The 1906 gubernatorial campaign in the Democratic primary (complicated by the nonbinding selection of candidates to replace Alabama’s two elderly and ill U.S. senators should they die in office before the next legislative session) was one of the most memorable in Alabama’s history. The Democratic Party dropped the word “Conservative” from its formal name, demonstrating that it was now comfortable with a more Progressive platform. The state’s railroads supported Comer’s chief opponent, Lt. Gov. Russell Cunningham, but the line between progressives and conservatives was not clearly drawn. On issues other than railroad rates, Cunningham was as progressive as Comer, who came under severe criticism for his opposition to child labor reform. Comer was a better campaigner and orator than Cunningham, and his verbal attacks on the railroads so aroused Alabama audiences that he won the primary with 61 percent of the vote and the November election with more than 85 percent. A majority of the legislators elected were committed to rate reform, and with this sympathetic legislature to enact and implement his programs, Comer proved to be one of Alabama’s most effective governors.

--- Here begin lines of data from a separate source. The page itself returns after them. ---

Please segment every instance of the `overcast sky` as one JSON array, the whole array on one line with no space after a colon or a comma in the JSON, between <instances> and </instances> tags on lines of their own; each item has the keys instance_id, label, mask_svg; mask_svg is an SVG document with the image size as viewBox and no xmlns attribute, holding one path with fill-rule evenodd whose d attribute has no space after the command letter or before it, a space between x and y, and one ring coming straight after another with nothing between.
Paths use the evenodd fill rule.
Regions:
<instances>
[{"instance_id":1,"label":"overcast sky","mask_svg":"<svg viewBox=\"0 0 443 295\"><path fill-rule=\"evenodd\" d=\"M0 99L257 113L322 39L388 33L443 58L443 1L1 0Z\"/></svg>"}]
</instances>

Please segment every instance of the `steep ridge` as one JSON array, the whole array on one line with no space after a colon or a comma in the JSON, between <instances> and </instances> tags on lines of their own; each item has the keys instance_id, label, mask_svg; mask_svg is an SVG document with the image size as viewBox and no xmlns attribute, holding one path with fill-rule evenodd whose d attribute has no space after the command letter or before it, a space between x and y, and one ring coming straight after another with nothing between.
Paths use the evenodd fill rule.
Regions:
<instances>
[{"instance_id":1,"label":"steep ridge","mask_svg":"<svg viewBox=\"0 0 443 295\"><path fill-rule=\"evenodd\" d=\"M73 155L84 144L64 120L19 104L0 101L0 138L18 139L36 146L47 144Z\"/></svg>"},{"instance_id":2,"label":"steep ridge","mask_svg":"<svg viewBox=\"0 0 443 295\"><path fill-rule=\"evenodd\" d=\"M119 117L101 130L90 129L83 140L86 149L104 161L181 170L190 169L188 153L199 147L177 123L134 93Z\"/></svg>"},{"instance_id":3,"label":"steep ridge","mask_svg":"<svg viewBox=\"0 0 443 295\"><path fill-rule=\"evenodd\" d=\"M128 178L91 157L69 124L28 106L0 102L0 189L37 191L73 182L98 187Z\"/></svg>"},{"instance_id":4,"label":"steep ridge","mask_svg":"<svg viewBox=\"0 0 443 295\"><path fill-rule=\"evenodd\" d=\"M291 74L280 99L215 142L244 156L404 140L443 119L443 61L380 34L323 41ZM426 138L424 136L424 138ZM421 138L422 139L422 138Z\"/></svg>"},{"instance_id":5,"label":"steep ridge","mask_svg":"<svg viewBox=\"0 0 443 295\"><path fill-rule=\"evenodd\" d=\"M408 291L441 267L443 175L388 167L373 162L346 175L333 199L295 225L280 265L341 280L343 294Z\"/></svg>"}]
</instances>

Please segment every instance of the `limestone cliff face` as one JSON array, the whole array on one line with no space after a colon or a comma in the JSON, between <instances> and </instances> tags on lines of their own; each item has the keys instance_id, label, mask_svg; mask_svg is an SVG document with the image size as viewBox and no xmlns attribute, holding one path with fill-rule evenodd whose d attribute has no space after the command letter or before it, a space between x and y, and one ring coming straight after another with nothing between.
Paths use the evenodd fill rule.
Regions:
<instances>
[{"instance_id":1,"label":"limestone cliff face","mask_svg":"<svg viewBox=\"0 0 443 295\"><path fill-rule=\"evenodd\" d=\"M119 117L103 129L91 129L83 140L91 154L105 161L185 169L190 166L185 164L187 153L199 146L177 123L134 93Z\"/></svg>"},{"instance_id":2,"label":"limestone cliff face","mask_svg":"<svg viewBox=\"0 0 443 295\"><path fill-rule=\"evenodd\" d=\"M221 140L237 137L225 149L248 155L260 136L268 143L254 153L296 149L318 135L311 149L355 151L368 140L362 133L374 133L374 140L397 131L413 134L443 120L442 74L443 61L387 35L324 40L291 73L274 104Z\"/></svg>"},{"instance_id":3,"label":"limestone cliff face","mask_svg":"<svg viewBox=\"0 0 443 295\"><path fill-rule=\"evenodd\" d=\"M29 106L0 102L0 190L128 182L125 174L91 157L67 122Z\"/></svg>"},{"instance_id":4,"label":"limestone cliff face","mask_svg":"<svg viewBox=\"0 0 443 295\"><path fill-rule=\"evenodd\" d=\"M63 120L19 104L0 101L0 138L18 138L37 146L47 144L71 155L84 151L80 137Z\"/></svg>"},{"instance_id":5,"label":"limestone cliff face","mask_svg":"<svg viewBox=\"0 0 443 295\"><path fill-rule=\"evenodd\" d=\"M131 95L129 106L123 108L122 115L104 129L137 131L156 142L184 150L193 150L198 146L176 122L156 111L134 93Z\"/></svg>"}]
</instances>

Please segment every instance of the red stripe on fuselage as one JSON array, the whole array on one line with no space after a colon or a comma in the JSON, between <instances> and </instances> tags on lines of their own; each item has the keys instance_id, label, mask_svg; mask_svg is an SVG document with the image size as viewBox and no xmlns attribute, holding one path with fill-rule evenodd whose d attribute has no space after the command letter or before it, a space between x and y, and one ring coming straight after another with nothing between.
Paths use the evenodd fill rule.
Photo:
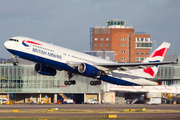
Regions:
<instances>
[{"instance_id":1,"label":"red stripe on fuselage","mask_svg":"<svg viewBox=\"0 0 180 120\"><path fill-rule=\"evenodd\" d=\"M23 40L23 42L27 42L27 43L31 43L31 44L35 44L35 45L42 45L33 41L28 41L28 40Z\"/></svg>"},{"instance_id":2,"label":"red stripe on fuselage","mask_svg":"<svg viewBox=\"0 0 180 120\"><path fill-rule=\"evenodd\" d=\"M156 56L161 56L164 57L167 53L168 48L162 48L160 50L155 51L150 57L156 57Z\"/></svg>"},{"instance_id":3,"label":"red stripe on fuselage","mask_svg":"<svg viewBox=\"0 0 180 120\"><path fill-rule=\"evenodd\" d=\"M153 77L154 77L154 75L155 75L155 73L154 73L154 71L153 71L152 68L146 68L146 69L143 69L143 71L144 71L145 73L150 74L150 75L153 76Z\"/></svg>"}]
</instances>

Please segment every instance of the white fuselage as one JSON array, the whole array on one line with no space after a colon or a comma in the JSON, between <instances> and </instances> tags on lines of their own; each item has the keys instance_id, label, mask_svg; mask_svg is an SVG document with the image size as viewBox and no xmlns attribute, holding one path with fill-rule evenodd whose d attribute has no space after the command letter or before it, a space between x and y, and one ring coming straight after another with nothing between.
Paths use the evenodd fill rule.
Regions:
<instances>
[{"instance_id":1,"label":"white fuselage","mask_svg":"<svg viewBox=\"0 0 180 120\"><path fill-rule=\"evenodd\" d=\"M8 40L4 43L5 48L9 52L14 55L18 55L21 58L49 65L56 69L71 71L69 63L73 62L87 63L90 65L95 65L96 63L114 63L105 59L27 37L13 37L11 39L12 40ZM16 39L18 41L13 41L13 39ZM108 74L108 76L108 78L101 77L100 79L119 85L158 85L157 82L146 80L146 77L151 76L147 76L147 74L143 73L141 69L130 71L113 70Z\"/></svg>"}]
</instances>

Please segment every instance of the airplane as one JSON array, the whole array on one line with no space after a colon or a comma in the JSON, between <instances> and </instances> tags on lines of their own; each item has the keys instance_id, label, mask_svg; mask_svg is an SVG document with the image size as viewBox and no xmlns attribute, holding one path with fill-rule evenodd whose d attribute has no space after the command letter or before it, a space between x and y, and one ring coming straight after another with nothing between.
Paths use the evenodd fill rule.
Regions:
<instances>
[{"instance_id":1,"label":"airplane","mask_svg":"<svg viewBox=\"0 0 180 120\"><path fill-rule=\"evenodd\" d=\"M141 63L117 63L77 52L57 45L49 44L28 37L12 37L4 43L12 54L13 65L18 65L17 58L36 62L35 71L41 75L55 76L57 70L68 73L65 85L75 85L73 75L94 78L90 85L101 85L101 81L124 86L156 86L164 79L155 78L159 65L176 64L163 62L170 43L163 42ZM172 80L172 79L166 79Z\"/></svg>"}]
</instances>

Comer’s administration as governor had a profound impact on Alabama. He used his powers to aid both the general public and business interests. His successful anti-railroad campaign protected industry—especially cotton mills—from paying excessive rates, and control of the rates also protected consumers. His administration made great strides in education, public health, road building, and conservation of the state’s resources. On the other hand, Comer’s attempt to bring Prohibition to the state failed, and his lukewarm approach to child labor was not laudable. He discussed reform of the convict-leasing system but ended up simply trying to find ways to make the system bring more revenue to the state. His actions in the coal strike of 1908 demonstrated that his view of labor had changed little from his plantation days. Comer was a progressive, but a conservative one.